Understanding when and how to pull the plug is often the result of lessons learned the hard way. That was the case at CD'A Metals where Coulson says he had time to learn because “every 10 or 20 years, we've had to reinvent at least a portion of the company.” That included a Chapter 11 reorganization in the 1960s. Now, he says, before going into a venture, “we know how we're going to get out if we need to.” That CD'A is closely held makes it easier to admit to mistakes.

For example, after closing a deal to acquire Rockwest Steel in Salt Lake City in 1980, CD'A discovered variances in inventory values that meant the acquisition would take several more years than expected to reach financial targets. The company was sold the following year.

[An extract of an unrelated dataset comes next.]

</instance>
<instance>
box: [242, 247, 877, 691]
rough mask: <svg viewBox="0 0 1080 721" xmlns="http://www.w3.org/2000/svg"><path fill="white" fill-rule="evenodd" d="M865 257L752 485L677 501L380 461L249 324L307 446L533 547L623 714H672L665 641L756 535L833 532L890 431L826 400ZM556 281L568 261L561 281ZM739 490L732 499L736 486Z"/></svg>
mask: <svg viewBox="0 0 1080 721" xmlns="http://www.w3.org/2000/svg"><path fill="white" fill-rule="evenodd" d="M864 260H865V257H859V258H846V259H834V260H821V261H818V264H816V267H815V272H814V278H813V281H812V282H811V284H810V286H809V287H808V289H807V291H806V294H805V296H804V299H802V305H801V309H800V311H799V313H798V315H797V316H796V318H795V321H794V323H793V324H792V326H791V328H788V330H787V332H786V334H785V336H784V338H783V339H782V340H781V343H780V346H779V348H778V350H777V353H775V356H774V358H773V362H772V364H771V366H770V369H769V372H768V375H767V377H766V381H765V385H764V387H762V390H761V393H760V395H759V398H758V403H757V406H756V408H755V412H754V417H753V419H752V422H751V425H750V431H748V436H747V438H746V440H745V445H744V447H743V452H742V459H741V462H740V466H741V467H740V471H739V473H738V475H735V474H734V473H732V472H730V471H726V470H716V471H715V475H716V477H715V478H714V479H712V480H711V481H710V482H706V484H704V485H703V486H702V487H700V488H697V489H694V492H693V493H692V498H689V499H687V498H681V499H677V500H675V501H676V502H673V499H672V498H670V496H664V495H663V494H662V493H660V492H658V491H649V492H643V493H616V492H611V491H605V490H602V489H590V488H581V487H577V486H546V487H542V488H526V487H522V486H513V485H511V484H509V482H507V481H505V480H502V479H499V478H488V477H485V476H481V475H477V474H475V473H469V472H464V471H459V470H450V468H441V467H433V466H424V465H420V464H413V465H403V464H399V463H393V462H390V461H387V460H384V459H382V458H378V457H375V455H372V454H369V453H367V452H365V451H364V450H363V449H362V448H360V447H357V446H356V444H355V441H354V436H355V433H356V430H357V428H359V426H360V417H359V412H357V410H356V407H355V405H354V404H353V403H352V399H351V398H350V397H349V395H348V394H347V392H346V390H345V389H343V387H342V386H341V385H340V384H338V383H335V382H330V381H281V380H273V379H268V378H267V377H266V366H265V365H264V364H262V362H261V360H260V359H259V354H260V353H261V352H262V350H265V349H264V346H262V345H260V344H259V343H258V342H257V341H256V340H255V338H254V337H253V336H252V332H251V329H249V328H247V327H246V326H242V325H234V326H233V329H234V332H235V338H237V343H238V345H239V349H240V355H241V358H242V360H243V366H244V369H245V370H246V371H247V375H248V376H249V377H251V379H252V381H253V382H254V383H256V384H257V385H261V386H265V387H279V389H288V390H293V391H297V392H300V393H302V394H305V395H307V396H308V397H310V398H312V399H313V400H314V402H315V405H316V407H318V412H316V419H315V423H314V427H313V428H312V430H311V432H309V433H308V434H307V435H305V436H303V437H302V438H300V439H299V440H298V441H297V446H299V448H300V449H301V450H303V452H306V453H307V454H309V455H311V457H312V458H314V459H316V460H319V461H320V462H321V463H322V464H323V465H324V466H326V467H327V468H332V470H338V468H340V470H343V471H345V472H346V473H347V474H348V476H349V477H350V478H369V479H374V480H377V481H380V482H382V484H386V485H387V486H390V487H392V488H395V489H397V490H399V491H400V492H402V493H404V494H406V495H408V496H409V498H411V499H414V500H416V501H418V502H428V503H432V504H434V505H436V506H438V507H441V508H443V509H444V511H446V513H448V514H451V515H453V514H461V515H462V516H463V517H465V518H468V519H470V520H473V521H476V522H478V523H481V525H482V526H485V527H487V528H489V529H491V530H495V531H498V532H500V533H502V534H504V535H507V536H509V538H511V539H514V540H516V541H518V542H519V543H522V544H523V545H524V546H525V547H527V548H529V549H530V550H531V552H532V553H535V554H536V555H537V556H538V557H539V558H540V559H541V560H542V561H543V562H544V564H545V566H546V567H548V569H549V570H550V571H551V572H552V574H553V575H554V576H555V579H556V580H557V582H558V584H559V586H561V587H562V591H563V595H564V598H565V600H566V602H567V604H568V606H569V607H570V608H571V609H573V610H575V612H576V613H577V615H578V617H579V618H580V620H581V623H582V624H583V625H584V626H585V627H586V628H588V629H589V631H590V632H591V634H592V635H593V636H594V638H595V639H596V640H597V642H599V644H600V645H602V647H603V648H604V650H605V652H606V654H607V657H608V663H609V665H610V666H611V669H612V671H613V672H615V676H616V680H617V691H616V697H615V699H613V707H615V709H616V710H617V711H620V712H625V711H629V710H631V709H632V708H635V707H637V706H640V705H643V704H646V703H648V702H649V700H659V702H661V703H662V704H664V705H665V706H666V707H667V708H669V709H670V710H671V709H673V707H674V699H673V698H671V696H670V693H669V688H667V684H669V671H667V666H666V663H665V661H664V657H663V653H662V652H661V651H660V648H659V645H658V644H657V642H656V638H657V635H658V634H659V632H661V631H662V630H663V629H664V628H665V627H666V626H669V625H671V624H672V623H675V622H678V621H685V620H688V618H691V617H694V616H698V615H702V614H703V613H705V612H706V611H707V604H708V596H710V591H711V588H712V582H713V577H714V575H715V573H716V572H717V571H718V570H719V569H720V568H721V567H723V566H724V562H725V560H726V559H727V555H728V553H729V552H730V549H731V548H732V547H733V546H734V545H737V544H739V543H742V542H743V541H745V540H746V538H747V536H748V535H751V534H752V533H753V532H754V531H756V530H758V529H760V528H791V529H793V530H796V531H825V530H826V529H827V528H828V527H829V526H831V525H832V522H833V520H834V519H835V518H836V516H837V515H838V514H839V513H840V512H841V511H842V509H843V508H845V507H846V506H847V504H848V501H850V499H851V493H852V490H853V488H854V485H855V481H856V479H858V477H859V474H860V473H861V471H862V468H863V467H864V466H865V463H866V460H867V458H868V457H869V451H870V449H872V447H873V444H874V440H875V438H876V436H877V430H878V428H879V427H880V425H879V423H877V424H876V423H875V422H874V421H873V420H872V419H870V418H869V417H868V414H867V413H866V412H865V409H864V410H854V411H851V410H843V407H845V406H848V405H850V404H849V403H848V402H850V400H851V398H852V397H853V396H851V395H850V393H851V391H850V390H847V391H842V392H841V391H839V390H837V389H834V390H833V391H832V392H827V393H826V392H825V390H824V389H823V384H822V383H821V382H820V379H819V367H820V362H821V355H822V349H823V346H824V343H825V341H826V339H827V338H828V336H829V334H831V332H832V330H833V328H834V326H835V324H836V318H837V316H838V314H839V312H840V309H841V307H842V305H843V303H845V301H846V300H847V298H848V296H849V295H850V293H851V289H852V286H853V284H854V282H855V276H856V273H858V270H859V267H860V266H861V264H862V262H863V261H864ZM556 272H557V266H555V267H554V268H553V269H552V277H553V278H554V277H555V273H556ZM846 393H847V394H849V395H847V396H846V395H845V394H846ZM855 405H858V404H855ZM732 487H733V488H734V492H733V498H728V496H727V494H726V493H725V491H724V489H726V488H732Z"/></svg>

After CD'A added metal convenience stores in Washington and Idaho during the past five years, initial market research indicated that Pasco, Washington, would make a good location for a fourth store, which the company opened in 2003 to disappointing financial results.

“We realized we could hang in for a couple more years and move up to profitability slowly, or we could move somewhere else,” Coulson says. CD'A cut its losses in Pasco in 2005 and moved the inventory and equipment to Missoula, Montana, where its fourth metal convenience store backed by the company's main Spokane plant is thriving.


While it is essential to set hurdle rates, knowing when to bail out is not always a hard science, but a combination of planning, experience and foresight. The failure of a venture is not always the result of a bad decision, cautions Jackson Nickerson, professor of organization and strategy, Olin School of Business at Washington University in St. Louis. Good decisions can lead to bad outcomes. Sometimes it's a matter of timing, as when the business cycle shifts.

“The firms that survive are the ones that innovate and then move back and forth between a focus on innovation and a focus on cost,” he says.

The McKinsey study, which examined business entry and exit patterns, found that companies are more likely to exit at the bottom of business cycles, which can turn out to be the worst time to sell. “Dumping a project because you're on the down side of the business cycle could be just as biased a decision as entering something just because the cycle is going up,” Horn says.

Horn says some techniques can mitigate the biases that stymie decision-making. For example, a manager from outside the development team can sign off on the project. “Making executives responsible for the estimates of other people is a powerful check,” he writes. He also advocates a road map that helps guide decision-makers through their options at certain checkpoints during the life of a project.

Horn cites the example of a petrochemical company that created a plan for an unprofitable unit that proposed a new catalyst technology in an attempt to turn itself around. The unit set precise targets that the technology had to achieve at a series of checkpoints over the years and set up exit rules if the business missed the targets.

Companies most actively involved in acquiring and divesting get better at it over time. “The more infrequently you make decisions like this, the more likely you are to make a mistake when you do,” Horn says. Having a process in place to think through the decision, rather than having to make it on a one-off or infrequent basis, makes all the difference.